Valerio, tredici anni, assiste all’ennesimo atto brutale del padre nei confronti della madre Anna. Questo episodio segna la svolta decisiva e radicale, forse definitiva, nelle loro vite. Da qui in poi, infatti, la storia si concentra sul tentativo della mamma e di suo figlio di ricominciare in una nuova città, una Torino autunnale (scelta dal regista come “sostituta” di Parigi dove si sarebbe dovuto ambientare inizialmente il film) di cui si mostra soprattutto la periferia, con i suoi mercati rionali. Ad offrire la possibilità di una nuova vita è l’amica Carla, unico personaggio capace di strappare qualche sorriso, affascinante attrice frustrata dalla vita. Anna deve far i conti col senso di colpa, sentimento che accomuna spesso le donne vittime di violenze in famiglia, soprattutto se madri, derivante dalla consapevolezza di aver estirpato il figlio dal suo contesto sociale negandogli anche l’affetto e la vicinanza del padre, proprio in una fase così importante di crescita.
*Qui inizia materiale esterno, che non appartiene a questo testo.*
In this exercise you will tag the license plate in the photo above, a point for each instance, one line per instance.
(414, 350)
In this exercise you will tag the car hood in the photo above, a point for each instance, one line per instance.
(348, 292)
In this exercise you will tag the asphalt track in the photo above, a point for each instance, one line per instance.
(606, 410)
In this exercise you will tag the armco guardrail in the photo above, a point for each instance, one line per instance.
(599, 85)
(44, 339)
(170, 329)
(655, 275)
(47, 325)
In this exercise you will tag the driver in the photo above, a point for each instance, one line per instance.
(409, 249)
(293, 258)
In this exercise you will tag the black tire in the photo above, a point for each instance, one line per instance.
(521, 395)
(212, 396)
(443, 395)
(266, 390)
E Valerio, da parte sua, sulla madre scarica tutta la sua rabbia e riversa il suo dolore, mentre trova all’esterno della famiglia due stranieri (anche lui si definisce e si sente così nella nuova città), che lo risolleveranno donandogli nuovi stimoli e la voglia di aprirsi al mondo: la scontrosa prostituta Larissa e il misterioso ristoratore Mathieu, con il quale il ragazzino instaurerà un legame attraverso elementi semplici, il calcio e la bicicletta, trait-d’union tra la vita di prima (presenti infatti nel piano sequenza iniziale) e quella di oggi.
De Matteo ci regala un film sui rapporti familiari, tema a lui caro e già trattato nei lavori precedenti, scrivendone la sceneggiatura assieme alla moglie Valentina Ferlan. Il film mostra con semplicità – forse a tratti percepita come eccessiva e quasi banale – il probabile iter di ricostruzione di un’esistenza “normale” che una donna vittima di violenza domestica, (trovato il coraggio di denunciare e dire basta), si ritrova ad affrontare: la ricerca di un lavoro, fondamentale per il proprio sostentamento, le difficoltà di riapprocciarsi agli uomini, lo scontrarsi con le contraddittorie normative in materia di violenza contro le donne, la necessità di riaffermare la propria dignità. Il finale offre una speranza di risalita ai protagonisti della storia (simboleggiata dall’ascensore del Museo del Cinema e dalla mongolfiera): una corsa verso il futuro, sulle note della canzone La vita di Shirley Bassey, verso una vita che non sappiamo se sarà bella o deludente, migliore o più difficile, quello che conta è che sarà possibile.